The proposed water bottle will be designed using the following devices:

  • Water bottle with storage compartment – The smart bottle comes with a storage compartment (e.g., pill box) built on top of the water bottle cap.

  • Ultrasonic Sensor – The ultrasonic sensor will be used to detect the water level of the bottle. The ultrasonic sensor should be attached right beneath the water bottle cap. The ultrasonic sensor will be connected to the microcontroller which operates the functionality of the smart bottle.

  • Microcontroller (Adafruit FLORA) – The device that controls the operation of all the electronics and modules on the smart bottle.

  • Bluetooth module – Module required for the smart bottle to communicate with the smartphone using Bluetooth LE.

  • Light-emitting diode (LED) and Light Dependent Resistor (LDR) – The LED is used along with the LDR for detecting presence of capsule or tablets inside the storage compartment. If a capsule is inside the compartment, it will block out the light the LED is emitting and reducing the light intensity, thus increasing the resistance of the LDR. This method is used to detect the presence of the capsule inside the compartment.

  • GPS tracker – A GPS tracker is installed to track the location of the water bottle. The information of the location of the water bottle will be sent to the phone. Users can use that information to track their water bottle in situation where they lose their water bottle.

  • Rechargeable Battery – Since the water bottle will be carried around, therefore it requires power to function.

  • Android-enabled smartphone – For this study, the smartphone application will run on the Android-enabled operating system.

  • Fitness tracker/Smartwatch – An additional device that can track the user’s activity which can be interpreted to dynamically set the user’s water consumption target. It can also be used as a secondary reminder in situations where the user misses the reminder on their smartphone.

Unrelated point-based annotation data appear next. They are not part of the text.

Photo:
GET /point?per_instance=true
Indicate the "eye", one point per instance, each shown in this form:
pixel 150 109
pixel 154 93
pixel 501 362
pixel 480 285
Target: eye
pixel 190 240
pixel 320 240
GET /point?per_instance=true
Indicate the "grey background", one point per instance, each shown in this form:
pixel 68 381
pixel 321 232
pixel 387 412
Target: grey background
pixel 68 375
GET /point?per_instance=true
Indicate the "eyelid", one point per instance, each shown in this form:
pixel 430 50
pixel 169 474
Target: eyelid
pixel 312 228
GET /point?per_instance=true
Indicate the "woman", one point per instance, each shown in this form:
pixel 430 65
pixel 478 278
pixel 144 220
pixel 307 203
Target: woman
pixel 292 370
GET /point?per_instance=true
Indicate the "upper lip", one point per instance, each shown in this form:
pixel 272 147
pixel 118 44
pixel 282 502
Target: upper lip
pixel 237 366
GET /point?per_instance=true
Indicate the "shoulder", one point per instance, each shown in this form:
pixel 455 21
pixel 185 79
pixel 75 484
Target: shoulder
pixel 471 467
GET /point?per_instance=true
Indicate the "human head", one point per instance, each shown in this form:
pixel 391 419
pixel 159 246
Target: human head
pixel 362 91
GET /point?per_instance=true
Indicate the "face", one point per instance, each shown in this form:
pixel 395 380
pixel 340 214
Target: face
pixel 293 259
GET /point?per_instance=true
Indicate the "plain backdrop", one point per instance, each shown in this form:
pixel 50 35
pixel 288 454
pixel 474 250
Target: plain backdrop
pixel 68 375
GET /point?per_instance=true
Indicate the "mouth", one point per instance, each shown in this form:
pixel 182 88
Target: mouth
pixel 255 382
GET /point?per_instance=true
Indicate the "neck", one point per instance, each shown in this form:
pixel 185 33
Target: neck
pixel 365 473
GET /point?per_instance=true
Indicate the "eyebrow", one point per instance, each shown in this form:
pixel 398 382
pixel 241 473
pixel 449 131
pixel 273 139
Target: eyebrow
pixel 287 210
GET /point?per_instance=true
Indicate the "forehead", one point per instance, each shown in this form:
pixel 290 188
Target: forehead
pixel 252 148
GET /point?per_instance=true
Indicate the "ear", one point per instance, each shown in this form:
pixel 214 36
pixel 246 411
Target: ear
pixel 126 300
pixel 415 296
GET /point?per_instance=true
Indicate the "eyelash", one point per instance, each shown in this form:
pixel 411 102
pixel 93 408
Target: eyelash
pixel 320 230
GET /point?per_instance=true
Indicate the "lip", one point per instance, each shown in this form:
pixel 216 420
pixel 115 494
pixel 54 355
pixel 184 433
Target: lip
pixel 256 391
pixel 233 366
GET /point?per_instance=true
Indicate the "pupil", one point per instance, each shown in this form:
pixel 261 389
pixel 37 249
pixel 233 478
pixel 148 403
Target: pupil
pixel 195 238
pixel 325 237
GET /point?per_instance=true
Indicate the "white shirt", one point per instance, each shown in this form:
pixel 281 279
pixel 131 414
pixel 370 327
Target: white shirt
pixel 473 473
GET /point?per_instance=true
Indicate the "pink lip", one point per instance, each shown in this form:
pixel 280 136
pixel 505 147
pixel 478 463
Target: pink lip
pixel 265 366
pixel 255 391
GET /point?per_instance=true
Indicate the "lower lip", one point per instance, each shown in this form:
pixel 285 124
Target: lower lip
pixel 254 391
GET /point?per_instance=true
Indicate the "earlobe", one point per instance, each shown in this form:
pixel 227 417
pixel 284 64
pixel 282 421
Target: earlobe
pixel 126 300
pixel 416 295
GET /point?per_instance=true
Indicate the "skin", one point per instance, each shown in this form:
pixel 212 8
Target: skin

Figure 2 shows the conceptual workflow on how the proposed system will interface with multiple devices including water bottle, smartphone and wearable device (e.g., Fitbit). User could interact with the water bottle through the Android-based mobile application: (1) To receive alarm reminder; (2) To track their water consumption and medication adherence; (3) To track the location of the water bottle.

Fig. 2.
figure 2

Software architecture diagram

Full size image

5 Conclusion

This study contributes to a better understanding of young adults’ needs and requirements of a smart bottle design. From a practical viewpoint, this study highlights the key designs (e.g., detachable storage compartment), usage (e.g., medication/supplement reminder) and technological features (e.g., GPS tracker) for a multi-functional smart bottle among the young users. A system design of a smart water bottle is also proposed. This study has two research limitations. First, the sample size of the focus groups discussions was relatively small (n = 14) in this study. Future studies should increase the number of participants in their data collection. Second, the participants recruited in this study were young adults and the findings could differ with different age groups. This study should be extended with sample of older adults.